Parlo in piazza di Enzo, di Silvia, di Marco ma anche di Adelaide Aglietta, di Emilio Vesce e di tanti altri che hanno contribuito alla storia pulita di questo Paese e della sua politica, spesso – come capitò con Enzo Tortora – contro tutto e contro tutti.

Finisco e ritorno nel gruppo di ascoltatori che si sta raggruppando sempre di più nelle sempre più ridotte zone d’ombra della piazza. Mi aspettano Antonello De Fortuna che sta per registrare il suo programma tv con i parlamentari all’Hotel Nazionale e Andrea Cavalieri. Anche Andrea non lo vedo da almeno trent’anni, dai tempi di Teleroma e di Canale 66 che lui seguiva con piglio prussiano.

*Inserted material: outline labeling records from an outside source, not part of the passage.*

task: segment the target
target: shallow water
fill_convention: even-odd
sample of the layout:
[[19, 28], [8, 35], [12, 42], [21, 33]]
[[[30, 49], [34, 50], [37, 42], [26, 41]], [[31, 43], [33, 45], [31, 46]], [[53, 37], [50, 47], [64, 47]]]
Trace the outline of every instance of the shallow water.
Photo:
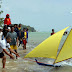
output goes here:
[[[34, 58], [27, 58], [28, 60], [23, 59], [24, 56], [29, 53], [32, 49], [34, 49], [38, 44], [40, 44], [43, 40], [48, 38], [50, 33], [29, 33], [29, 42], [27, 44], [27, 49], [23, 50], [22, 46], [18, 48], [18, 53], [20, 54], [20, 58], [11, 60], [7, 56], [6, 68], [2, 69], [2, 63], [0, 59], [0, 72], [72, 72], [72, 60], [69, 59], [67, 61], [61, 62], [59, 64], [62, 67], [48, 67], [48, 66], [39, 66], [34, 61]], [[67, 36], [63, 36], [59, 49], [61, 48], [65, 38]], [[14, 55], [15, 56], [15, 55]], [[48, 58], [37, 58], [40, 62], [53, 63], [53, 59]], [[29, 61], [33, 60], [33, 61]]]

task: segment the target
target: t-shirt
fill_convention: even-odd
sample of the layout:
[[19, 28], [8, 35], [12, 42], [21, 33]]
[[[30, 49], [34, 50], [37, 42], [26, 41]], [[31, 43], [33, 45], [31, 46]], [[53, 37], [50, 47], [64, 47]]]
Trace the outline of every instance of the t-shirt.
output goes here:
[[0, 53], [3, 52], [3, 49], [10, 48], [10, 44], [6, 42], [6, 40], [0, 41]]
[[0, 32], [0, 41], [2, 40], [3, 32]]
[[4, 24], [10, 25], [11, 24], [10, 18], [5, 18]]
[[51, 35], [53, 35], [53, 34], [55, 34], [55, 33], [51, 33]]
[[27, 32], [26, 31], [24, 32], [24, 38], [27, 38]]
[[7, 36], [11, 37], [10, 45], [16, 45], [17, 33], [16, 32], [8, 32]]

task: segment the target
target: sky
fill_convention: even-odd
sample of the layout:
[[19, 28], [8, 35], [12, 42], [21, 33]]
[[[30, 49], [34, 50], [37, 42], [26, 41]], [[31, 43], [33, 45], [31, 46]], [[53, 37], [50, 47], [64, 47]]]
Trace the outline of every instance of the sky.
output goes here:
[[2, 0], [1, 10], [1, 17], [10, 14], [12, 24], [22, 23], [40, 32], [72, 26], [72, 0]]

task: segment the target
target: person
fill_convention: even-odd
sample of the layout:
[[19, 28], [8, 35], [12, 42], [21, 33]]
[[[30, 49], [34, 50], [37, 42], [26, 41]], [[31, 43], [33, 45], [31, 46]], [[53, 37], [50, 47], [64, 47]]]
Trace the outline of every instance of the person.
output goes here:
[[7, 14], [6, 18], [4, 19], [4, 25], [7, 24], [7, 26], [9, 27], [9, 25], [11, 25], [11, 19], [10, 19], [10, 15]]
[[[10, 42], [10, 47], [11, 49], [13, 49], [16, 53], [17, 53], [17, 46], [18, 46], [18, 37], [17, 37], [17, 33], [14, 31], [14, 27], [11, 27], [11, 31], [7, 33], [7, 36], [11, 37], [11, 42]], [[17, 42], [17, 45], [16, 45]], [[12, 54], [10, 52], [10, 54]], [[16, 56], [17, 59], [17, 56]]]
[[5, 68], [5, 64], [6, 64], [6, 56], [4, 55], [4, 53], [6, 53], [8, 56], [10, 56], [12, 59], [14, 59], [14, 56], [11, 55], [10, 53], [7, 52], [6, 48], [9, 49], [9, 51], [11, 51], [12, 53], [14, 53], [17, 57], [19, 57], [19, 54], [14, 52], [11, 48], [10, 48], [10, 43], [11, 42], [11, 38], [8, 36], [4, 39], [0, 41], [0, 58], [2, 58], [2, 64], [3, 64], [3, 68]]
[[66, 35], [67, 33], [68, 33], [68, 32], [67, 32], [67, 31], [65, 31], [63, 35]]
[[27, 41], [26, 41], [26, 38], [24, 37], [24, 38], [23, 38], [23, 44], [24, 44], [23, 50], [26, 49], [26, 43], [27, 43]]
[[52, 33], [51, 33], [51, 35], [53, 35], [53, 34], [55, 34], [54, 29], [52, 29]]
[[14, 31], [17, 33], [17, 36], [19, 36], [18, 24], [15, 24]]
[[21, 31], [21, 24], [19, 24], [19, 27], [18, 27], [19, 31]]
[[26, 29], [26, 32], [27, 32], [27, 39], [26, 40], [27, 40], [27, 43], [28, 43], [28, 28]]
[[[7, 28], [7, 25], [4, 25], [3, 28], [3, 35], [7, 34], [9, 32], [9, 29]], [[2, 39], [4, 38], [4, 36], [2, 37]]]
[[25, 28], [24, 28], [24, 32], [23, 33], [24, 33], [24, 38], [27, 39], [27, 32], [26, 32]]
[[3, 36], [3, 32], [2, 32], [2, 28], [0, 27], [0, 41], [2, 40], [2, 36]]

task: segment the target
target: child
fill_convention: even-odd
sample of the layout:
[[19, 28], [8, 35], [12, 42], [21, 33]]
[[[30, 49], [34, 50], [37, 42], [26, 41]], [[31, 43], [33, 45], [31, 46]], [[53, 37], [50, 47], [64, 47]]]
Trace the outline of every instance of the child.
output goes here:
[[10, 15], [7, 14], [6, 18], [4, 19], [4, 25], [7, 24], [7, 26], [9, 27], [9, 25], [11, 25], [11, 19], [10, 19]]
[[19, 39], [19, 46], [20, 46], [20, 44], [22, 44], [22, 35], [21, 35], [21, 32], [19, 32], [18, 39]]
[[23, 38], [23, 44], [24, 44], [23, 50], [26, 49], [26, 43], [27, 43], [26, 38]]

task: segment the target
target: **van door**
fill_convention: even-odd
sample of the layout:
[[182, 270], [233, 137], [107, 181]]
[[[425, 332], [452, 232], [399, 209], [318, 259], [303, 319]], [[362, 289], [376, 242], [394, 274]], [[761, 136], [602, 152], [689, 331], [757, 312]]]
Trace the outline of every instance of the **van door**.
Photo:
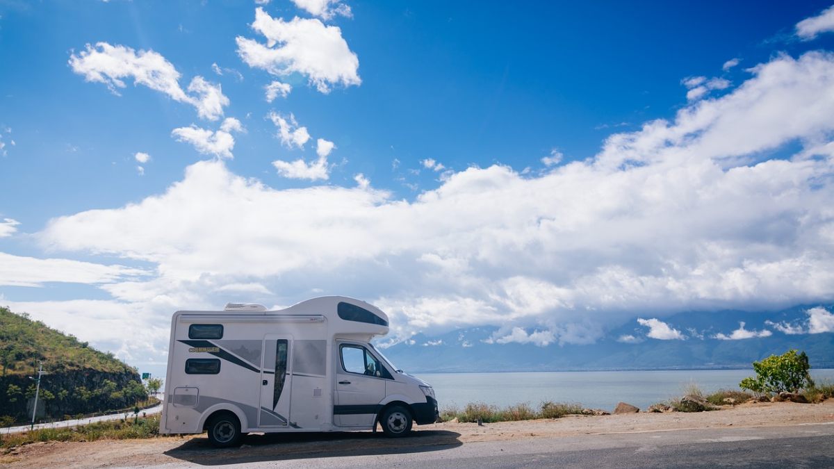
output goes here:
[[360, 344], [341, 342], [336, 353], [333, 421], [339, 426], [370, 428], [385, 397], [384, 376], [389, 373]]
[[287, 426], [292, 386], [293, 337], [269, 334], [264, 336], [260, 373], [260, 411], [258, 426]]

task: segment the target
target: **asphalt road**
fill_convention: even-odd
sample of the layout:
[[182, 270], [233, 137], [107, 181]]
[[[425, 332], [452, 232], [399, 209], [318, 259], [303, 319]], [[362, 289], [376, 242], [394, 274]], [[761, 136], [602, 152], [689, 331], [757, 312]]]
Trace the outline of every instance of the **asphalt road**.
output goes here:
[[[314, 436], [311, 436], [314, 439]], [[834, 467], [834, 423], [613, 433], [512, 441], [283, 453], [244, 447], [167, 451], [182, 466], [222, 467]], [[263, 450], [264, 446], [260, 446]], [[220, 456], [220, 457], [219, 457]]]
[[[146, 414], [158, 414], [162, 411], [162, 404], [158, 406], [154, 406], [153, 407], [139, 411], [139, 415]], [[73, 419], [73, 420], [64, 420], [61, 421], [53, 421], [50, 423], [38, 423], [35, 425], [35, 430], [38, 428], [63, 428], [69, 426], [76, 426], [78, 425], [87, 425], [88, 423], [93, 423], [94, 421], [106, 421], [108, 420], [122, 420], [124, 418], [132, 418], [133, 416], [133, 412], [120, 412], [118, 414], [109, 414], [107, 416], [98, 416], [96, 417], [87, 417], [83, 419]], [[20, 426], [11, 426], [8, 428], [0, 428], [0, 433], [19, 433], [21, 431], [28, 431], [30, 426], [28, 425], [22, 425]]]

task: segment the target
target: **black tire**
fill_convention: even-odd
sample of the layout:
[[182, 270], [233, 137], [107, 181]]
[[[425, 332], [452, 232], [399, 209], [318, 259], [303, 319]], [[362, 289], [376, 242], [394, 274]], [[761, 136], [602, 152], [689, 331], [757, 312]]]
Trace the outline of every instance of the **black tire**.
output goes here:
[[405, 436], [411, 432], [411, 426], [414, 421], [411, 418], [411, 412], [401, 406], [392, 406], [382, 413], [379, 419], [382, 425], [382, 431], [385, 436], [397, 438]]
[[231, 412], [223, 412], [211, 417], [206, 425], [208, 442], [215, 448], [229, 448], [240, 445], [243, 434], [240, 421]]

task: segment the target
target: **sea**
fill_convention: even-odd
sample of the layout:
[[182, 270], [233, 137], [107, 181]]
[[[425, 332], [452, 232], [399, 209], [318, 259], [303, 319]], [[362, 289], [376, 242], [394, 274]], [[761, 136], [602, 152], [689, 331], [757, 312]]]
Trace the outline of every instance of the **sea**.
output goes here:
[[[498, 406], [543, 401], [577, 403], [611, 411], [623, 401], [645, 410], [680, 397], [691, 386], [705, 393], [738, 390], [755, 376], [749, 370], [674, 370], [650, 371], [542, 371], [505, 373], [415, 373], [435, 388], [440, 409], [462, 409], [470, 402]], [[817, 382], [834, 382], [834, 369], [811, 371]]]

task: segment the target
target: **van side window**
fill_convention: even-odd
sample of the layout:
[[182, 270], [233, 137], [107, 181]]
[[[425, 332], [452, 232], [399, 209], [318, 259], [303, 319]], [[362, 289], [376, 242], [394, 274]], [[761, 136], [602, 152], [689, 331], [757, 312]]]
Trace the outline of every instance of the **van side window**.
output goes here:
[[374, 315], [368, 310], [359, 308], [356, 305], [345, 303], [344, 301], [340, 301], [339, 305], [336, 305], [336, 312], [339, 313], [339, 317], [344, 319], [344, 320], [354, 320], [356, 322], [366, 322], [368, 324], [388, 325], [387, 320]]
[[192, 324], [188, 339], [223, 339], [222, 324]]
[[342, 368], [349, 373], [376, 376], [393, 380], [394, 377], [364, 347], [360, 345], [344, 345], [340, 347], [342, 353]]
[[220, 361], [216, 358], [189, 358], [185, 361], [187, 375], [217, 375], [220, 372]]

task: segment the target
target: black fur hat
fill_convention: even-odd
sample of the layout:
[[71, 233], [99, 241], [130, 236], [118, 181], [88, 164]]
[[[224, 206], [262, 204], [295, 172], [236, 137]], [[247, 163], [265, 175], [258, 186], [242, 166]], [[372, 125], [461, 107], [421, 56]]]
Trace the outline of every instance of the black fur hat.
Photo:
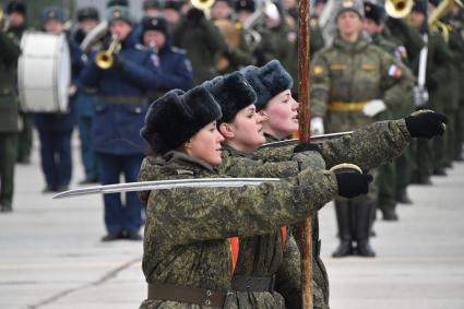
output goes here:
[[156, 154], [164, 155], [222, 116], [221, 107], [205, 87], [174, 90], [152, 103], [140, 134]]
[[82, 8], [76, 13], [78, 22], [82, 23], [85, 20], [99, 20], [98, 11], [95, 8], [88, 7], [88, 8]]
[[383, 5], [378, 5], [372, 2], [365, 1], [365, 16], [380, 25], [385, 20], [385, 10]]
[[223, 111], [221, 122], [231, 122], [240, 109], [254, 104], [257, 94], [240, 72], [217, 76], [203, 86], [214, 96]]
[[271, 60], [261, 68], [249, 66], [240, 72], [257, 93], [257, 109], [263, 109], [271, 98], [294, 85], [290, 74], [278, 60]]
[[254, 12], [257, 9], [257, 4], [254, 3], [254, 0], [238, 0], [235, 2], [235, 11], [249, 11]]
[[20, 13], [22, 15], [26, 15], [26, 4], [20, 1], [12, 0], [7, 5], [7, 14], [11, 14], [13, 12]]
[[142, 19], [142, 33], [146, 31], [158, 31], [162, 32], [165, 36], [168, 36], [168, 25], [164, 17], [162, 16], [144, 16]]

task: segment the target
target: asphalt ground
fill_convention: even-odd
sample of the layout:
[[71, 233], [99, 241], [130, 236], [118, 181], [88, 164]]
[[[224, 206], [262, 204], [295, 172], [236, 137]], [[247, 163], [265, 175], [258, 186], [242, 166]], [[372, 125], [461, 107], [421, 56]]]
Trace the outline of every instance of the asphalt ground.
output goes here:
[[[74, 146], [73, 188], [83, 179]], [[334, 210], [320, 213], [331, 308], [464, 308], [464, 164], [412, 186], [398, 222], [376, 222], [374, 259], [332, 259]], [[17, 165], [14, 212], [0, 214], [0, 308], [138, 308], [146, 295], [142, 242], [100, 242], [99, 195], [43, 194], [37, 148]], [[381, 216], [379, 216], [381, 217]]]

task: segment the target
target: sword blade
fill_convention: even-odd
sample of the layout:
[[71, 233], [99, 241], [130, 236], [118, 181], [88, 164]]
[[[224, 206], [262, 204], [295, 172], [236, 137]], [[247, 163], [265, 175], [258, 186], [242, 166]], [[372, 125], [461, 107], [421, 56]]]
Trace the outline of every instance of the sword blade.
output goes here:
[[278, 178], [199, 178], [140, 181], [74, 189], [58, 193], [53, 197], [53, 199], [75, 198], [97, 193], [108, 194], [175, 188], [238, 188], [243, 186], [258, 186], [263, 182], [275, 182], [278, 180]]
[[[323, 143], [325, 141], [340, 139], [340, 138], [343, 138], [343, 136], [346, 136], [346, 135], [353, 135], [353, 131], [314, 135], [314, 136], [311, 136], [311, 142], [312, 143]], [[292, 146], [292, 145], [298, 144], [299, 142], [300, 141], [298, 139], [284, 140], [284, 141], [278, 141], [278, 142], [265, 143], [261, 146], [261, 148]]]

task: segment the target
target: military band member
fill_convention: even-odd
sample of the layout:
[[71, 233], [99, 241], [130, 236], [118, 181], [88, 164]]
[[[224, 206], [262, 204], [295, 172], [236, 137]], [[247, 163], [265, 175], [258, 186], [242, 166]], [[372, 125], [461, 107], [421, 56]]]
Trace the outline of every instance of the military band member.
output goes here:
[[[8, 3], [5, 10], [9, 19], [9, 25], [5, 29], [12, 34], [16, 44], [20, 44], [23, 33], [27, 29], [27, 7], [25, 3], [12, 0]], [[33, 144], [33, 119], [29, 112], [22, 110], [20, 105], [20, 132], [17, 135], [17, 158], [20, 164], [31, 162], [31, 150]]]
[[[402, 64], [362, 37], [362, 19], [361, 2], [340, 1], [338, 34], [333, 45], [318, 52], [312, 62], [311, 112], [312, 117], [324, 119], [326, 132], [372, 123], [380, 112], [400, 106], [404, 93], [413, 87], [413, 79], [402, 70]], [[341, 246], [334, 257], [354, 254], [354, 249], [362, 257], [374, 255], [369, 243], [374, 203], [373, 191], [370, 197], [335, 201]]]
[[[66, 12], [58, 7], [47, 7], [41, 12], [43, 28], [49, 34], [64, 34], [67, 19]], [[68, 36], [67, 39], [71, 51], [71, 81], [74, 83], [84, 63], [79, 47]], [[75, 117], [73, 97], [70, 97], [67, 112], [34, 114], [34, 123], [40, 140], [41, 170], [46, 181], [44, 193], [66, 191], [69, 188], [72, 174], [71, 134]]]
[[[73, 35], [73, 40], [81, 45], [85, 36], [98, 25], [99, 14], [95, 8], [82, 8], [76, 13], [79, 29]], [[88, 62], [86, 55], [85, 62]], [[92, 143], [92, 127], [95, 118], [96, 90], [81, 88], [76, 92], [74, 104], [78, 111], [78, 128], [81, 140], [81, 157], [84, 165], [85, 178], [81, 185], [98, 182], [98, 161]]]
[[[112, 66], [103, 69], [93, 57], [80, 76], [80, 86], [97, 88], [97, 106], [93, 142], [100, 163], [102, 185], [136, 181], [146, 147], [139, 136], [148, 109], [146, 94], [156, 90], [159, 81], [158, 59], [140, 44], [133, 32], [133, 19], [126, 7], [108, 9], [111, 36], [120, 44], [112, 54]], [[126, 203], [123, 202], [126, 201]], [[136, 193], [106, 194], [103, 241], [140, 240], [142, 204]]]
[[143, 45], [158, 56], [163, 71], [158, 90], [150, 93], [148, 102], [174, 88], [188, 91], [192, 86], [192, 64], [186, 50], [172, 46], [167, 21], [162, 16], [145, 16], [141, 26]]
[[14, 164], [17, 142], [17, 99], [15, 85], [20, 47], [12, 35], [0, 29], [0, 211], [13, 210]]

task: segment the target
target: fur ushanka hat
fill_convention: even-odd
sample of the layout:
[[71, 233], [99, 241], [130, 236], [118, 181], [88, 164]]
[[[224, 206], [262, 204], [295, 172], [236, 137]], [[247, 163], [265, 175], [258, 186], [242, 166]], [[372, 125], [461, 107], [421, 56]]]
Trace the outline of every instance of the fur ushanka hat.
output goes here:
[[156, 154], [164, 155], [222, 116], [221, 107], [205, 87], [174, 90], [152, 103], [140, 134]]
[[254, 104], [257, 94], [240, 72], [217, 76], [203, 83], [203, 86], [214, 96], [223, 111], [218, 122], [231, 122], [240, 109]]
[[278, 60], [272, 60], [261, 68], [249, 66], [240, 72], [257, 93], [257, 109], [263, 109], [271, 98], [294, 85], [290, 74]]

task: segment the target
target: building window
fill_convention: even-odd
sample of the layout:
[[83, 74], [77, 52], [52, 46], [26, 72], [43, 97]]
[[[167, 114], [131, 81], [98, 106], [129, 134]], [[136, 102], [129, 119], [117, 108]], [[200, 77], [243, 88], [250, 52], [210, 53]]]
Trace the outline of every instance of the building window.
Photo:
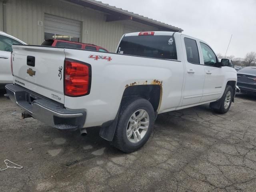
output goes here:
[[79, 38], [78, 37], [46, 32], [44, 33], [44, 39], [58, 39], [59, 40], [66, 40], [76, 42], [79, 42]]

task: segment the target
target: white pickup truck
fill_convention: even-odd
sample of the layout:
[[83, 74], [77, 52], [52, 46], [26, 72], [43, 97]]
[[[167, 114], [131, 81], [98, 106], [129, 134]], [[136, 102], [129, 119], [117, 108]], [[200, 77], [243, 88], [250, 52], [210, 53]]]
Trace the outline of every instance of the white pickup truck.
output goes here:
[[13, 46], [7, 96], [33, 117], [62, 130], [101, 126], [125, 152], [148, 140], [158, 114], [210, 103], [225, 113], [237, 72], [205, 42], [178, 32], [124, 34], [116, 53]]

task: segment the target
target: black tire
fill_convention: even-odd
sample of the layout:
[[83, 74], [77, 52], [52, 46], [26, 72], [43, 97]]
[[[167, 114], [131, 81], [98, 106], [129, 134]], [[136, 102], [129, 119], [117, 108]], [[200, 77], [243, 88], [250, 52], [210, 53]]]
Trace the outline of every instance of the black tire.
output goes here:
[[[231, 98], [230, 102], [228, 105], [228, 106], [227, 108], [225, 108], [225, 99], [227, 94], [230, 91], [231, 93]], [[229, 110], [229, 108], [230, 108], [230, 106], [231, 106], [231, 103], [232, 103], [232, 101], [233, 100], [233, 98], [234, 97], [234, 89], [232, 88], [232, 87], [230, 85], [227, 85], [226, 87], [226, 89], [225, 90], [225, 91], [224, 92], [224, 93], [223, 93], [223, 95], [222, 95], [222, 97], [220, 99], [220, 100], [218, 102], [220, 102], [220, 108], [218, 109], [214, 108], [214, 111], [218, 113], [220, 113], [222, 114], [224, 114], [228, 111]]]
[[[127, 125], [134, 113], [140, 110], [145, 110], [148, 113], [149, 118], [148, 128], [141, 140], [133, 143], [128, 140], [126, 136]], [[154, 108], [148, 101], [140, 97], [125, 99], [121, 104], [112, 144], [116, 148], [125, 153], [130, 153], [138, 150], [144, 145], [149, 138], [153, 131], [154, 120]]]

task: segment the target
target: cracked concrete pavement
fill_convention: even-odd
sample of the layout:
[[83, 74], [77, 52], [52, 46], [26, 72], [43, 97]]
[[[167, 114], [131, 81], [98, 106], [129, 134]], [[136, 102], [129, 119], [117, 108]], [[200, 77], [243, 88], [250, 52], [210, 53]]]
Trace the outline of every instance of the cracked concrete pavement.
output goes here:
[[159, 115], [138, 151], [125, 154], [98, 128], [60, 131], [0, 96], [0, 191], [255, 191], [256, 97], [238, 94], [220, 115], [204, 105]]

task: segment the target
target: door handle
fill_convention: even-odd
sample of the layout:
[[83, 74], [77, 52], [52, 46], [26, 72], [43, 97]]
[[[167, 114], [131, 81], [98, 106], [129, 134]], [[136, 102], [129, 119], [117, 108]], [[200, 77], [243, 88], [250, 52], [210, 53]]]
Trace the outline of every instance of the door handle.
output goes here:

In questi anni ha controbilanciato la riduzione della criniera modello Lucio Battisti con l’aumento del peso corporeo ma lo sguardo è sempre lo stesso, sempre il suo. Fotografo veramente bravo, fa l’avvocato – settore locazioni e immobili credo – e ancora una volta mi scopro a chiedermi perché questa è una terra in cui avere talento, complica la vita invece di facilitarla. Andrea in realtà si diverte molto a fare l’avvocato – mi dice – e, almeno a quel che mi dicono invece gli altri, come legale è molto quotato anche se mi chiedo come faccia a entrare in tribunale con la macchina fotografica che per lui è una sorta di protesi.
Tre ore insomma in cui la risacca della memoria è piacevole, dando speranza e fiducia che a giugno tutti si decidano ad andare a votare per riformare finalmente un sistema giudiziario che peraltro ben conoscono. Non sono frequenti occasioni del genere.